Ejemplo L El cloruro de poliv ilo purificado (0.92 IV, 67% Cl) se mezcló con varios aditivos para preparar un compuesto, utilizando la siguiente formulación (en partes por peso) en la Tabla XXII: La formulación se mezcló correctamente y cargó a un reómetro de momento de torsión y ejecutó en las siguientes condiciones (ASTM D 2532) en la Tabla XXIII: a* Se sintetizó la zeolita como se describe en el Ejemplo XXXIII. La formulación se mezcló continuamente a temperatura elevada hasta que ocurre la degradación, como se evidenció por un cambio sustancial en el momento de torsión.
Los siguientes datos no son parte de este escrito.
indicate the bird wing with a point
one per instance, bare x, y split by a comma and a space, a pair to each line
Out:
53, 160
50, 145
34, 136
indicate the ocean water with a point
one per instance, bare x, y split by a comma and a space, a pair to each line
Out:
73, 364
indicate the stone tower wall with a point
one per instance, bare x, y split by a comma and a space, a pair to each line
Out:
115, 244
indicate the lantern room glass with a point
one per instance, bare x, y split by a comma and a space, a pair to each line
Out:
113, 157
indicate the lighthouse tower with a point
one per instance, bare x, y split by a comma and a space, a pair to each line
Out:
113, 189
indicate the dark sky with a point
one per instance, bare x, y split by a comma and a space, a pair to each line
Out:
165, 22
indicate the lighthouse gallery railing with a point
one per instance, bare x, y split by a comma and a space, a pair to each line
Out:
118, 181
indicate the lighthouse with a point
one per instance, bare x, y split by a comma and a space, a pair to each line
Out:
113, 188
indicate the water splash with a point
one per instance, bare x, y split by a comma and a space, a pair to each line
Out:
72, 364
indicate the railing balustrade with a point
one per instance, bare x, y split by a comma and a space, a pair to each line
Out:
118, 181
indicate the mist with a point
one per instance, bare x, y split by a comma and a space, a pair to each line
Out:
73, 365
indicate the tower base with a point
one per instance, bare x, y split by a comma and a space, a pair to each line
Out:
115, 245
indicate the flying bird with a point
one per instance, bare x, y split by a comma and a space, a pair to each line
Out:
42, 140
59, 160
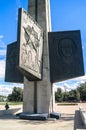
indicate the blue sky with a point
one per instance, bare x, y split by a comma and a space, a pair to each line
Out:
65, 15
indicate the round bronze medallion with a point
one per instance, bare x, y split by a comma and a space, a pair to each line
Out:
66, 48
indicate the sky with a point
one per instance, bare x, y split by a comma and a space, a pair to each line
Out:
65, 15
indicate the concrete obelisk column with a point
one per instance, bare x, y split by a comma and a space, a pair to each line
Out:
38, 95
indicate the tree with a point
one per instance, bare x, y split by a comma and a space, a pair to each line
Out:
17, 94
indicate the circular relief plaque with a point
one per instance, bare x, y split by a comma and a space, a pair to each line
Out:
66, 48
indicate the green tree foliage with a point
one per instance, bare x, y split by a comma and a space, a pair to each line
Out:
17, 95
78, 94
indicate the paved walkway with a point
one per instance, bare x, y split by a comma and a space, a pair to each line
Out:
13, 123
69, 121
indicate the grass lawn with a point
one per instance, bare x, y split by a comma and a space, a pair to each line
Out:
11, 103
67, 103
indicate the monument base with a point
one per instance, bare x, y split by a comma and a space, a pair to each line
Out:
38, 99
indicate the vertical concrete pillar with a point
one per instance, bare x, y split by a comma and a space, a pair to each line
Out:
38, 96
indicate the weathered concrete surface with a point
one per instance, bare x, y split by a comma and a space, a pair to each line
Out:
43, 91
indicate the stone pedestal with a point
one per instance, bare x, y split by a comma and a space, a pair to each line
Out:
38, 95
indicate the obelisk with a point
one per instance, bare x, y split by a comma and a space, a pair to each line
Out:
38, 95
Los resultados en la Tabla XXIV mostraron que la combinación de la zeolita con el nivel reducido de estabilizador de maleato de estaño demostró un mejor tiempo de estabilidad similar o térmico que la formulación CPVC que contiene una gran cantidad de estabilizador de maleato de estaño sin zeolita, que indica actividad sinérgica entre el estabilizador de estaño y la zeolita.
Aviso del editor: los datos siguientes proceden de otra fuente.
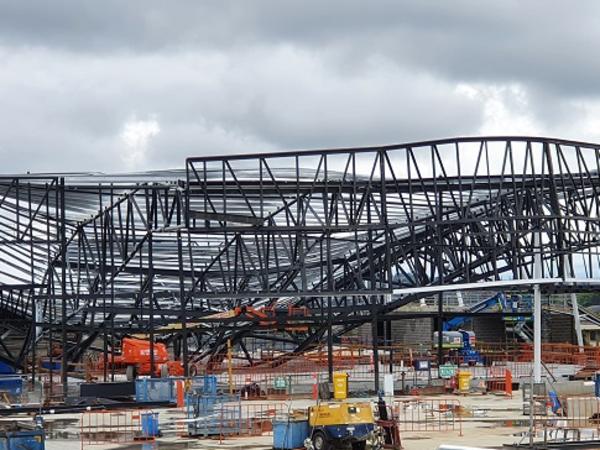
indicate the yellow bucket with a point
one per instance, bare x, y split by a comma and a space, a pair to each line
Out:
464, 381
340, 385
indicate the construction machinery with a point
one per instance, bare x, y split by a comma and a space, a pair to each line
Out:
136, 360
460, 345
341, 425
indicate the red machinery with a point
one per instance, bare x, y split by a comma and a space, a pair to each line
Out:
135, 359
277, 318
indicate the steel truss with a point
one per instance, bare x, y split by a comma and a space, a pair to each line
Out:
350, 234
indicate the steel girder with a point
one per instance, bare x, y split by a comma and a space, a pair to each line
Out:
348, 233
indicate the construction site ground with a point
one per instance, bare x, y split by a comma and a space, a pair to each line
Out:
487, 421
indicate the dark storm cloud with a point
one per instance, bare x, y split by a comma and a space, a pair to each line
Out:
130, 85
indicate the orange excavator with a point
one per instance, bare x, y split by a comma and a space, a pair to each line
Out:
275, 318
135, 359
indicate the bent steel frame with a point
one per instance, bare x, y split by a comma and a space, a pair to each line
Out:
349, 234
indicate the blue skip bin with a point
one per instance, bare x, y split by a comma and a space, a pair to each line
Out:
288, 435
150, 426
23, 440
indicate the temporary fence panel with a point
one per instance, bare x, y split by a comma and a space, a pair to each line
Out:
218, 415
111, 427
428, 415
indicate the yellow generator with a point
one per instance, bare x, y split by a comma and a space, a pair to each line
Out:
340, 425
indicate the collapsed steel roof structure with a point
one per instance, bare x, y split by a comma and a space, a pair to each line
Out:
351, 234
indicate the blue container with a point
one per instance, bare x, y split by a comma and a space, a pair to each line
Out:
12, 385
288, 435
210, 385
6, 369
155, 390
54, 366
150, 426
23, 440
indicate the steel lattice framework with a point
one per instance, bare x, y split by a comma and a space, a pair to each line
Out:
351, 234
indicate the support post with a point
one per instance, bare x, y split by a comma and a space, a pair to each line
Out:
537, 310
577, 321
375, 340
329, 340
63, 287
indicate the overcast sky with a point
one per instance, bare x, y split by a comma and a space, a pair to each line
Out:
133, 85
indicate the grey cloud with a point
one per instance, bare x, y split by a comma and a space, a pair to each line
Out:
225, 76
En resumen, han sido descritos los compuestos polimépcos que contienen halógeno novedosos y no obvios con un estabilizador de zeolita modificado. Aunque las modalidades específid^S y ejemplos han sido descritos en la presente, deberá tenerse presente que estos han sido provistos a manera de explicación e ilustración y la presente invención no se limita por esto. Ciertamente, las modificaciones que están dentro de la experiencia ordinaria en la técnica se consideran para encontrarse dentro del alcance de esta invención como se define por las siguientes reivindicaciones .

Claims (1)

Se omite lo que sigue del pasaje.